Mary Louise Kelly is a well-known American writer and author. She is the host of the daily news show All Things Considered on National Public Radio (NPR) and has had an amazing career as a journalist covering national security and foreign policy. After getting her master’s degree in Cambridge, England, and working as a student for the British Broadcasting Corporation (BBC) in Scotland and London, Kelly joined the team in Boston that started the BBC and Public Radio International’s radio news magazine The World. Kelly worked as a host, top producer, and foreign correspondent for BBC World Service and CNN in London.
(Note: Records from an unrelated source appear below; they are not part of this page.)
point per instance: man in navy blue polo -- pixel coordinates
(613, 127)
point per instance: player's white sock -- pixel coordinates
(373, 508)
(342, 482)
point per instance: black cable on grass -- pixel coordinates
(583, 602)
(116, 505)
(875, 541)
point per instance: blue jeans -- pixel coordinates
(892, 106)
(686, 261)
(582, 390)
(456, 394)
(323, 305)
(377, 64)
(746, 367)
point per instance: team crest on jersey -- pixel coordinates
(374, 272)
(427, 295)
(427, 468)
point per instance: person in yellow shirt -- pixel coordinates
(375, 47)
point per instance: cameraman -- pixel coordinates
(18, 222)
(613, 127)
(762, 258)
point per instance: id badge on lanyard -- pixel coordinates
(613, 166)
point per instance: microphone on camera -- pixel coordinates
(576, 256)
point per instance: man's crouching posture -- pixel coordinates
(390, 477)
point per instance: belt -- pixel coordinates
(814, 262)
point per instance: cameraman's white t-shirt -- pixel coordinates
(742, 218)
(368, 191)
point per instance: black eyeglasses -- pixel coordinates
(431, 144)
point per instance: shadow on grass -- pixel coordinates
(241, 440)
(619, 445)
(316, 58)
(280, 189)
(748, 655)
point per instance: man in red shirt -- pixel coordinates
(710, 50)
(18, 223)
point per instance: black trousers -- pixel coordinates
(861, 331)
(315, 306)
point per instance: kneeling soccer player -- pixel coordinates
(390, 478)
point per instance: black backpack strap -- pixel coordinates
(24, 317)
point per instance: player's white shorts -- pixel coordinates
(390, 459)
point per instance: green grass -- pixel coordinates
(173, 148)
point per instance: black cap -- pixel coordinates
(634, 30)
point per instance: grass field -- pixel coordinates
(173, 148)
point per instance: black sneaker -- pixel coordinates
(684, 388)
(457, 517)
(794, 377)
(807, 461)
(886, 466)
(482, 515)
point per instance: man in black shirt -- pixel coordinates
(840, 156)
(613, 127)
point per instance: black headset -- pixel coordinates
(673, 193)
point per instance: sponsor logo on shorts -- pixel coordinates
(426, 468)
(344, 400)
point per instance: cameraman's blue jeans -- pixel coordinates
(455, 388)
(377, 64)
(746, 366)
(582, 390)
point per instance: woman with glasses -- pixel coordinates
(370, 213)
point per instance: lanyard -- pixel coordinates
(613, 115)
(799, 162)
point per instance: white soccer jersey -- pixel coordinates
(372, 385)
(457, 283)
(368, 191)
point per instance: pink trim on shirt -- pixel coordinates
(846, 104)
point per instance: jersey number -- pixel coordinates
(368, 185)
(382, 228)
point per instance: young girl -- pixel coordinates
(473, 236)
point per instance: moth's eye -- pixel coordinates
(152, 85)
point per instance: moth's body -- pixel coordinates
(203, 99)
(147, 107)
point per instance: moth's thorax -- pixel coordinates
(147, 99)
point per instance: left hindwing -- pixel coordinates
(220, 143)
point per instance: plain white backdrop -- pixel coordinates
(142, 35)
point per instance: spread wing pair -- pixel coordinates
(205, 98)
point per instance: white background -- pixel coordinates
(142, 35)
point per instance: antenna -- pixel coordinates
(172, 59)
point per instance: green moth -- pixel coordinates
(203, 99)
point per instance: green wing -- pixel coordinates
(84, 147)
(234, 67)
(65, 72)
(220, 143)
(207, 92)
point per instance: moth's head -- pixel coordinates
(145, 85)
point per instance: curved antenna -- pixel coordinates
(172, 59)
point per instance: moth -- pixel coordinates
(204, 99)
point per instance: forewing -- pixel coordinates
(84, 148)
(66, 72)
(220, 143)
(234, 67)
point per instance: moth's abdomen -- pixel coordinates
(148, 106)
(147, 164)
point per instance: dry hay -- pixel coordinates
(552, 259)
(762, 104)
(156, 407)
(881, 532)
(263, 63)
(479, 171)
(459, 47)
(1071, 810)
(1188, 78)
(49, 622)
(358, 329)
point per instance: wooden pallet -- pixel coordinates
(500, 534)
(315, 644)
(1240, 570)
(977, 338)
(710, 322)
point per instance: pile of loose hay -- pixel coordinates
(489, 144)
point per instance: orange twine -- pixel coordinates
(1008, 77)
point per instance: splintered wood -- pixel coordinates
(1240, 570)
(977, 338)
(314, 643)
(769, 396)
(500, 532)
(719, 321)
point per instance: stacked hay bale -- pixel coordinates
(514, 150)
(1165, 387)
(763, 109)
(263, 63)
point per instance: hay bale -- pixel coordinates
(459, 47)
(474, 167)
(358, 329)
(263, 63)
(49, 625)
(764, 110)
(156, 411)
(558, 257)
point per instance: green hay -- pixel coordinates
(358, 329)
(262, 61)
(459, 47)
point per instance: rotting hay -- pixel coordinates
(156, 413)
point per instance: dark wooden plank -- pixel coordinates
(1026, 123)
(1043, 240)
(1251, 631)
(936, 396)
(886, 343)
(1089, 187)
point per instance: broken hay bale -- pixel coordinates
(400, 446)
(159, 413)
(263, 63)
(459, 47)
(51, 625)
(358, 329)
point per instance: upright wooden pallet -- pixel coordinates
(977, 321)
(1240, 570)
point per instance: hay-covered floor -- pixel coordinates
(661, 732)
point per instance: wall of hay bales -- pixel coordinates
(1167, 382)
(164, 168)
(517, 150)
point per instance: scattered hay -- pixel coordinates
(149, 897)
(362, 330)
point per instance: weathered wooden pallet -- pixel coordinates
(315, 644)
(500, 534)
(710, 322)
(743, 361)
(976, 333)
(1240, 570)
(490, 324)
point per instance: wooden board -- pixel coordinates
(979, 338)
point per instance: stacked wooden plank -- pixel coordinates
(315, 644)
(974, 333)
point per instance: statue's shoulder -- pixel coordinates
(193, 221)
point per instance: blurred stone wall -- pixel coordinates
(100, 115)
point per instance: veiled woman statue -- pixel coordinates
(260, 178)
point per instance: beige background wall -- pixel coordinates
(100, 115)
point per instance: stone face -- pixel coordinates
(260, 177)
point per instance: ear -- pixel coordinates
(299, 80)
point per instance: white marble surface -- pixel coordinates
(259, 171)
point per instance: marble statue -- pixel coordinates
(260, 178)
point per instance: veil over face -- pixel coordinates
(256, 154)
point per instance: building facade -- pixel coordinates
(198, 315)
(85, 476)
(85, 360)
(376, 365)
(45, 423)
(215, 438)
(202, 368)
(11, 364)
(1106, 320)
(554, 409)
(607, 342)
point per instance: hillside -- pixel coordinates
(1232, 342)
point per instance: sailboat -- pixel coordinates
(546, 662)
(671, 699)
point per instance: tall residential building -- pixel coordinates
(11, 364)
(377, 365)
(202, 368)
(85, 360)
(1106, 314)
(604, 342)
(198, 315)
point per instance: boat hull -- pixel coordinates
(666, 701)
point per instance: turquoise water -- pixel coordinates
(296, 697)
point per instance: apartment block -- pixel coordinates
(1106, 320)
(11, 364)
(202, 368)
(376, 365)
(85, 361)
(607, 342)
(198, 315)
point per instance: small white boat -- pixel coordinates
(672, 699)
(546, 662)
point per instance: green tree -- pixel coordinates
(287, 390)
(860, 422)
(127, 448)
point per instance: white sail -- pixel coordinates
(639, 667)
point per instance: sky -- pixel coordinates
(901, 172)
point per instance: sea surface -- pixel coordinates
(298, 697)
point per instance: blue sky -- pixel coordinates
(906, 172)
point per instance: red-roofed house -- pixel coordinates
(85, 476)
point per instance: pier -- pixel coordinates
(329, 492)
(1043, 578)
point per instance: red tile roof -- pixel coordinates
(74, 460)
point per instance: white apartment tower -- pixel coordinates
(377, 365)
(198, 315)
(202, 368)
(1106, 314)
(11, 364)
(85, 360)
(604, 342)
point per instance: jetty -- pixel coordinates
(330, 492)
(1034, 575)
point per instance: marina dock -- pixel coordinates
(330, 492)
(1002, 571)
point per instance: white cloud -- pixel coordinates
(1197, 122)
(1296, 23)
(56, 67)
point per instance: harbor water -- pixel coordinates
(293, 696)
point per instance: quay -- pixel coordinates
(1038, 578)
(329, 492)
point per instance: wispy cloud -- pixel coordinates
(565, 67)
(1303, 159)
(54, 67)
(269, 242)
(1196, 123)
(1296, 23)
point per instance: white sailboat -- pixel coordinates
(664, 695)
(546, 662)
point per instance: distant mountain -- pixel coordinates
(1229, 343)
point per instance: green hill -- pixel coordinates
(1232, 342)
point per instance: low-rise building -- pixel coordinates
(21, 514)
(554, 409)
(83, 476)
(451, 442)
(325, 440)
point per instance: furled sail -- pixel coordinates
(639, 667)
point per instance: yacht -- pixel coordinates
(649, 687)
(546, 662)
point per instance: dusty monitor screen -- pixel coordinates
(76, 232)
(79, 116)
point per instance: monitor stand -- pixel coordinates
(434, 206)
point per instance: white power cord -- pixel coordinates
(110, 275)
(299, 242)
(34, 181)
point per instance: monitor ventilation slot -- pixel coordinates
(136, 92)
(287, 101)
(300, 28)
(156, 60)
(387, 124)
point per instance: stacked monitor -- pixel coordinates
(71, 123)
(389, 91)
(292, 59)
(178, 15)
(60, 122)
In addition to her profession, Kelly is a wife and mother of two sons. Her husband, Nicholas Boyle, is a partner at Latham & Watkins, an international law firm. This article delves into the life of Mary Louise Kelly, including her career, controversies, and life with her husband.
Know About Kelly’s Husband And Her Hearing Loss
Kelly is married to Nicholas Boyle, a litigator, and partner at Latham & Watkins. They have two sons, James and Alexander. The couple moved twice to live in Florence, Italy, where Kelly focused on writing novels and raising her sons. She became a contributing editor at The Atlantic magazine in 2014, hosting multiple live events, including the Aspen Ideas Festival, The Washington Ideas Forum, and CityLab London.
It is interesting to note that Kelly has been able to maintain her position as a co-host of “All Things Considered,” despite suffering from hearing loss. Kelly admitted in an interview that she has been dealing with hearing loss since her early 40s. She started wearing hearing aids in 2015, and it took her some time to come to terms with her hearing loss. She mentioned that it was a breaking point when she could no longer fake that she was able to hear well.
Mary Louise Kelly’s Career With NPR
Kelly moved back to the United States in 2001 to work for NPR in Washington. She was in charge of All Things Considered, NPR’s evening news show, for three years. On the NPR website, she was called a “badass babe on breaking news.”
Kelly started NPR’s intelligence beat in 2004. She wrote about spy agencies like the Central Intelligence Agency, the Defense Intelligence Agency, and the National Security Agency. She reported on the Obama administration’s approach to the wars in Afghanistan and Iraq and the U.S. projection of its military power elsewhere in the world. She was also a senior Pentagon correspondent from 2009 to 2011.
Controversies About Mary Louise Kelly
Kelly became the subject of controversy in 2020 when U.S. Secretary of State Mike Pompeo ended an interview with her abruptly and called her to his private quarters without a recorder. In a “profanity-laced rant,” Pompeo rebuked Kelly for asking questions regarding Ukraine during the interview. Pompeo said the incident was “another example of how unhinged the media has become in its quest to hurt President Trump and this administration,” and claimed that Kelly had lied about whether Ukraine would be covered and whether the post-interview conversation would be off the record.
But texts that Kelly and Pompeo’s staff sent to each other showed that Pompeo’s claim was not true. Taking a lesson from Fox News host Mark Levin, President Donald Trump later threatened to cut funding for National Public Radio (NPR). “That reporter couldn’t have done a better job on you,” Trump said in praise of Pompeo. He paused and then said, “I think you did a good job with her.”